DC’s and VM’s – Avoiding the Do-Over

DC’s and VM’s – Avoiding the Do-Over

  • Comments 23
  • Likes

Hello everyone, Mark from DS again. With more and more companies using virtualization, such as Microsoft Virtual Server, Server 2008 Hyper-V or VMWare, in their environments these days you may end up in the following situation I recently worked on:

1) Customer wanted to roll back one of his DC’s in his test environment to basically “back out” of some changes that had been made recently. This was a single domain forest that consisted on two Domain Controllers. Both of the DC’s were running Windows 2003 SP2.

2) Virtual Machine snapshots were being taken instead of normal system state backups.

3) They restored one of the DC’s from one of the snapshots.

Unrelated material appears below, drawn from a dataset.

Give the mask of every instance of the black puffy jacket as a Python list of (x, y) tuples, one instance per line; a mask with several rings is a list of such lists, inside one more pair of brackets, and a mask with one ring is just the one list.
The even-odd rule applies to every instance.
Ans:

4) Replication was broken.

Replication symptoms consisted of the following:

1) The Netlogon service is in a paused state.

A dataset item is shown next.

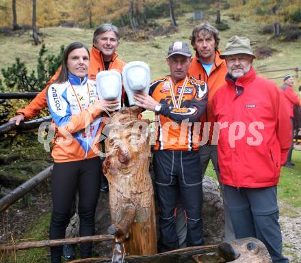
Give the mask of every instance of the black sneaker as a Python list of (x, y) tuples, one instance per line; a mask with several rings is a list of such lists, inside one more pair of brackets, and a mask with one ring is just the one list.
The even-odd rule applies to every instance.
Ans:
[(72, 260), (75, 258), (75, 247), (73, 245), (65, 245), (63, 246), (62, 257), (66, 260)]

2) In the Directory Service event log a replication error was logged, Source was NTDS Replication with the Event ID 2095.

3) Also in the Directory Service event logs were two warnings, Source was NTDS General with the event ID’s 1113 and 1115.

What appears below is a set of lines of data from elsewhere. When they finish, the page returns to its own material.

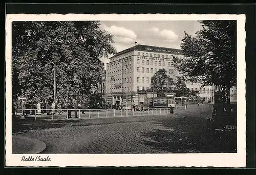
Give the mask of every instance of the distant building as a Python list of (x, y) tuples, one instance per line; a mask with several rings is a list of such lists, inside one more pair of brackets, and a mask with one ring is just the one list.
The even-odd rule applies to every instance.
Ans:
[(101, 81), (100, 82), (98, 83), (97, 92), (98, 93), (101, 93), (102, 95), (105, 94), (105, 81), (106, 81), (106, 70), (103, 70)]
[[(153, 96), (151, 78), (159, 69), (177, 81), (181, 74), (174, 67), (174, 57), (184, 58), (182, 50), (138, 44), (117, 53), (106, 66), (105, 98), (110, 104), (125, 105), (143, 104)], [(212, 101), (214, 88), (186, 84), (190, 91), (199, 89), (200, 98)], [(138, 93), (145, 90), (147, 92)], [(150, 92), (148, 92), (150, 91)], [(156, 97), (156, 94), (155, 95)]]
[(230, 103), (237, 102), (237, 87), (232, 87), (230, 88)]

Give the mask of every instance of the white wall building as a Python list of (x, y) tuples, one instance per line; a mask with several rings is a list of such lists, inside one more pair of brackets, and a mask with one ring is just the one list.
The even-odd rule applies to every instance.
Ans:
[[(142, 98), (138, 90), (150, 89), (151, 78), (159, 69), (164, 68), (175, 82), (175, 76), (180, 74), (174, 67), (174, 57), (183, 58), (182, 51), (138, 44), (117, 53), (110, 58), (106, 65), (107, 101), (119, 105), (123, 98), (124, 105), (126, 101), (129, 106), (139, 104)], [(197, 84), (187, 85), (190, 90), (196, 90), (198, 87)], [(213, 88), (208, 86), (200, 88), (200, 96), (211, 101)]]

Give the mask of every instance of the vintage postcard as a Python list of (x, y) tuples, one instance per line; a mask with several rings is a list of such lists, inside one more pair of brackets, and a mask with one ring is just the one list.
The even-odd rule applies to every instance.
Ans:
[(6, 166), (245, 167), (245, 17), (7, 14)]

Here are samples of the Directory Service event log events with the description of the event.

Event Type: Error
Event Source: NTDS Replication
Event Category: Replication
Event ID: 2095
Date:
Time:
User:
Computer:
Description: During an Active Directory replication request, the local domain controller (DC) identified a remote DC which has received replication data from the local DC using already-acknowledged USN tracking numbers. Because the remote DC believes it is has a more up-to-date Active Directory database than the local DC, the remote DC will not apply future changes to its copy of the Active Directory database or replicate them to its direct and transitive replication partners that originate from this local DC. If not resolved immediately, this scenario will result in inconsistencies in the Active Directory databases of this source DC and one or more direct and transitive replication partners. Specifically the consistency of users, computers and trust relationships, their passwords, security groups, security group memberships and other Active Directory configuration data may vary, affecting the ability to log on, find objects of interest and perform other critical operations. To determine if this misconfiguration exists, query this event ID using
http://support.microsoft.com or contact your Microsoft product support. The most probable cause of this situation is the improper restore of Active Directory on the local domain controller. User Actions: If this situation occurred because of an improper or unintended restore, forcibly demote the DC.

Event Type: Warning
Event Source: NTDS General
Event Category: Replication
Event ID: 1113
Date:
Time:
User:
Computer:
Description: Inbound replication has been disabled by the user.
Event Type: Warning
Event Source: NTDS General
Event Category: Replication
Event ID: 1115
Date:
Time: 
User: 
Computer: 
Description: Outbound replication has been disabled by the user.

If you run the command repadmin /options <The DC Name> you can verify that inbound and outbound replication is disabled. You will see something similar to this:

Current DC Options: IS_GC DISABLE_INBOUND_REPL DISABLE_OUTBOUND_REPL

With more and more companies using Virtualization to replace actual physical hardware, especially in test environments, I believe we are going see more issues such as this one. This can also happen in situations where you are converting physical hardware to virtual machines which we refer to as “PtoV” (physical to virtual).

First we need to understand some basic background information regarding Active Directory (AD) replication. Domain Controllers (DC’s) use Update Sequence Numbers (USN’s) to track the updates that need to be replicated between replication partners. Every time a change in made to the data in the directory the USN is incremented to indicate a change was made. For each directory the DC stores, USN’s are used to track the latest updates that a DC has received from each source replication partner. Each DC also has a table where it knows about every other DC highest USN that stores a replica of that directory partition. Each DC also has a value on its NTDS Settings object called an invocation ID. This value is used to indentify its version of its local AD database.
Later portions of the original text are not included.